Good day to everyone. Hope you are enjoying the summer!
Our upcoming June 10th Meetup will be hosted by Carbonite. A big thank you to Meetup member Jamie Cooley for arranging this.
Food and drink for this event will be sponsored by Extreme Reach.
Please note the address for this event, which is at the Christian Science Plaza, near the Prudential. There's a variety of parking options available, and the Prudential T on the Green Line is directly across the street. Hynes, Back Bay Station, Copley Square are all within 3-4 blocks. (Carbonite is using Wayfair inc. meeting space)
Here is the location: http://goo.gl/maps/D9bl2
Security will be in place so an RSVP is Required for Attendance.
The main topic is Big Data, and includes the following presenters;
* Jaspersoft Corporation
Carbonite has developed a robust platform for online backup that has scaled to support our rapid growth. Our sophisticated cloud storage solution is comprised of thousands of servers responsible for managing more than 100 petabytes of our customers’ critical customer data. To-date we have backed up nearly 300 billion files and continue to add approximately 350,000,000 new files per day. We are now embarked on developing our next generation cloud storage service platform supporting a broad range of new data services and applications, with a plan to scale to more than 500 petabytes.
This session will tell the story of how Carbonite utilized the Amazon Web Services platform to quickly build and deploy a cloud-based ‘Big Data’ solution to answer questions for our Product team regarding the types of information we manage for our customers.
About the presenter: Matt Drayer is an Architect with Carbonite’s Office of the CTO. He specializes in the design and development of highly-scalable distributed systems and service-oriented architectures.
If you're deploying 'Big Data' you are almost guaranteed to use, or at least seriously evaluate, cloud based deployments. When scaling up (or down), the cloud is the natural choice for Big Data solutions due to its ease of deployment, scalability, flexibility, and cost effectiveness. Getting the data into Hadoop, for example, is pretty easy. The big question is how to create meaningful and timely sense of all that data to drive business decisions.
This session shows how to get data out of various Hadoop implementations and into analyst hands. The session is focused on live demonstration using Amazon EC2, Cloudera CDH (HBase and Hive), Cloudera Impala, and Jaspersoft BI for AWS.
- A brief comparison of Hadoop data retrieval methods, including programmatic approaches - Demonstrations of reporting, analytics, and dashboarding, both batch and near-real time
- Jaspersoft BI for AWS pricing model to help you determine if a cloud based BI solution makes sense for your organization
- References and suggestions for free training and tutorials to learn more
About the presenter: Mary Flynn is a long-time Jaspersoft veteran. She has fulfilled various technical marketing roles and was the director of the worldwide sales engineering team. She is currently a technology evangelist.

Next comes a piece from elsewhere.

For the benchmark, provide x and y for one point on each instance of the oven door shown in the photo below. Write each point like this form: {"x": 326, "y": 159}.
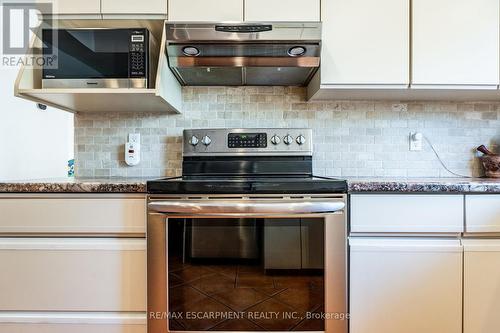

The Stackdriver Intelligent Monitoring Service can collect more than 10M measurements per day from a customer's application environment.To transform this large set of raw data into meaningful and insightful information, Stackdriver performs a number of different types of data analysis. All of these analyses use AWS services extensively. Raw data is archived in S3 for accessibility and persistence. The bulk of the analysis is performed with Hadoop delivered via AWS Elastic Map/Reduce (EMR). Some results are recorded in our EC2-hosted Cassandra cluster for the customer to consume via the web app. Other results are pushed to the customer proactively using the AWS Simple Notification Service (SNS) and the Simple Email Service (SES). This talk will describe how we combine the AWS services with our Python-based code base to provide our customers withintelligent analysis of their application infrastructure. We will help others understand how to use similar approaches for analysis in their applications.
Presenter: Patrick Eaton with Stackdriver.